15 points: Java code structure (the code must be completely OO-based using communicating objects, and should not include significant procedural style code) (-1 to -3 for poor commenting, excessive procedural code, or poor logic; -15 if not an OO solution as requested.)

15 points (3 points each): Internal code documentation (comments) highlighting examples of five OO

terms: abstraction, encapsulation, polymorphism, abstract class, and identity. (-1 to -3 for poor, incomplete, or missing terms.)
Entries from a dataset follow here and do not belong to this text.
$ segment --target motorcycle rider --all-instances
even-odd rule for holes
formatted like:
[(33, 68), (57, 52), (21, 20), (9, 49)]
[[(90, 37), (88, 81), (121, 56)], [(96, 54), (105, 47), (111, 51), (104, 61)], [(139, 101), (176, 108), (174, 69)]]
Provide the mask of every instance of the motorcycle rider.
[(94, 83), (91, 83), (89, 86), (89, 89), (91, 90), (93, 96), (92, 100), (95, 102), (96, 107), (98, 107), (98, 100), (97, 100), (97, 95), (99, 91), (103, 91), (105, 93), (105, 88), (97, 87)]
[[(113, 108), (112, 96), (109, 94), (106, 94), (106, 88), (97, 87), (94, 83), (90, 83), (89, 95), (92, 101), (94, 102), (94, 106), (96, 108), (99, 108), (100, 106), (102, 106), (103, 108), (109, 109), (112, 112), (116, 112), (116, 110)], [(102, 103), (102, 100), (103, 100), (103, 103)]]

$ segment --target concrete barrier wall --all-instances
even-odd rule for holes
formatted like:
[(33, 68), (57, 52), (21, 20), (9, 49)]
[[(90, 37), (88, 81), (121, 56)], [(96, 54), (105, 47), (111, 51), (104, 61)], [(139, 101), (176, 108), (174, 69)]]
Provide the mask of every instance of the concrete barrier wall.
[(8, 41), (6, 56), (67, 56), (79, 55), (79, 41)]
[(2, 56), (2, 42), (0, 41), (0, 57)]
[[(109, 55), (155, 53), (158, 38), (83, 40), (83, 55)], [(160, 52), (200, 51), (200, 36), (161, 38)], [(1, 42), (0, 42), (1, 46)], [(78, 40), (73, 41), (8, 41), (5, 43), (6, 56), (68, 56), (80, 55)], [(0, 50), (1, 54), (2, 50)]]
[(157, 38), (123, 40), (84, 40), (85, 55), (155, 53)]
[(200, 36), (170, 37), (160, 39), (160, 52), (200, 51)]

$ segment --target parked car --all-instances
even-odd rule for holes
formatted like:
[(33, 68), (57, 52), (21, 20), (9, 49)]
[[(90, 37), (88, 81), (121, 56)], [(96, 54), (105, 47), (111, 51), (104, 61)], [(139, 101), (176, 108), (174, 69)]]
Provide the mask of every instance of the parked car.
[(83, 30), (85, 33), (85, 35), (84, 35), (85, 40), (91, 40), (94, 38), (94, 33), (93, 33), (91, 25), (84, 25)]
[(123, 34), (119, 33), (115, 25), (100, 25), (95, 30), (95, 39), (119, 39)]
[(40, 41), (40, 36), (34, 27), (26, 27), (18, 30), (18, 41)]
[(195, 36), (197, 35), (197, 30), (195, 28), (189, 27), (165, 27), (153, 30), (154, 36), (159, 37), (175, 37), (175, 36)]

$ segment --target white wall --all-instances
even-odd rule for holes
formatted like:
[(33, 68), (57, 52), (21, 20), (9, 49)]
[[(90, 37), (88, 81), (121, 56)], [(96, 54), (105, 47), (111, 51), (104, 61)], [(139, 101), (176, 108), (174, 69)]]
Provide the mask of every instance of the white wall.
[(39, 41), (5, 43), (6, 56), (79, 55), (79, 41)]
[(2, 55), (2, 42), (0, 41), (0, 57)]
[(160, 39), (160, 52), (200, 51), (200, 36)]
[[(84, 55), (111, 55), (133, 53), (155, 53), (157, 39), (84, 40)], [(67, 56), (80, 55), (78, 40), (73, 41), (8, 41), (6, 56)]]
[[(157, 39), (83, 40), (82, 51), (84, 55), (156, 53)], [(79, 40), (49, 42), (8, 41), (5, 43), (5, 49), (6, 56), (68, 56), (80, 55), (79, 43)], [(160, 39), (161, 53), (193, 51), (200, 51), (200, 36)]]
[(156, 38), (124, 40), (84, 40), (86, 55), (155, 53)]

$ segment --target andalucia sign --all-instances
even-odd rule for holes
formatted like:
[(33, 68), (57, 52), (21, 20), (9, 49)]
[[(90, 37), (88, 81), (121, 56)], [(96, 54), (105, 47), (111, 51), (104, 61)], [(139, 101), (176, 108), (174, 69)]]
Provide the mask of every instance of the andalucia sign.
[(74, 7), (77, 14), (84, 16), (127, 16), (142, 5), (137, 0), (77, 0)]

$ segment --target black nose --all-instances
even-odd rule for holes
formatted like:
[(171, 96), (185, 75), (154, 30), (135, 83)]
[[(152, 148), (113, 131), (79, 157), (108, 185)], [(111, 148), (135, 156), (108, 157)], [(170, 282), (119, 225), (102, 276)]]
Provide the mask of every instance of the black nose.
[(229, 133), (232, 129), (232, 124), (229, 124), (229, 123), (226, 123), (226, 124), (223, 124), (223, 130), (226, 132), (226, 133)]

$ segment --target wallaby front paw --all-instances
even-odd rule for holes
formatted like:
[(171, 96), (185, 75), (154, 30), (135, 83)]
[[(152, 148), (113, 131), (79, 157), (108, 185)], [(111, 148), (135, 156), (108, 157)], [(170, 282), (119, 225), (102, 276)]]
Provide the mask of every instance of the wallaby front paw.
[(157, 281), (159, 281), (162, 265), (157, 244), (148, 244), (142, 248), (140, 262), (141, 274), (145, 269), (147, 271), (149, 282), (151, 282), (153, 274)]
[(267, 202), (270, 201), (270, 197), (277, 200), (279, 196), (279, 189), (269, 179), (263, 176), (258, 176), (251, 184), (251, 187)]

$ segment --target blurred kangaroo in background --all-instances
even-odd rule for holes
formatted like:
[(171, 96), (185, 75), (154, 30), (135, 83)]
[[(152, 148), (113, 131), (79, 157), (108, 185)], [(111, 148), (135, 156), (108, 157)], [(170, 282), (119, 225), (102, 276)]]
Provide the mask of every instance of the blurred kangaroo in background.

10 points: README Markdown document including project title, project team names, any comments or assumptions made for development, any issues encountered during development, and any special instructions to run the application. Use Markdown syntax to make the file more readable, including use of section headers. (-1 or -2 for incomplete or missing elements.)

There is no extra credit available for this assignment.

The project will be submitted by providing a GitHub Repository URL that contains: the code, the output text file, and the README Markdown file. All class staff must have access to the repo (if private).

Homework/Project 1 is Due at 12 Noon on Wednesday 9/16.

Assignments will be accepted late as follows. There is no late penalty within 4 hours of the due date/time. In the next 44 hours, the penalty for a late submission is 5%. In the next 48 hours after that the late penalty increases to 15% of the grade. After that point, assignments will not be accepted.

Late penalties will be waived for health or medical related issues (of course).

Use office hours, e-mail, or Piazza to reach the class staff regarding homework/project questions.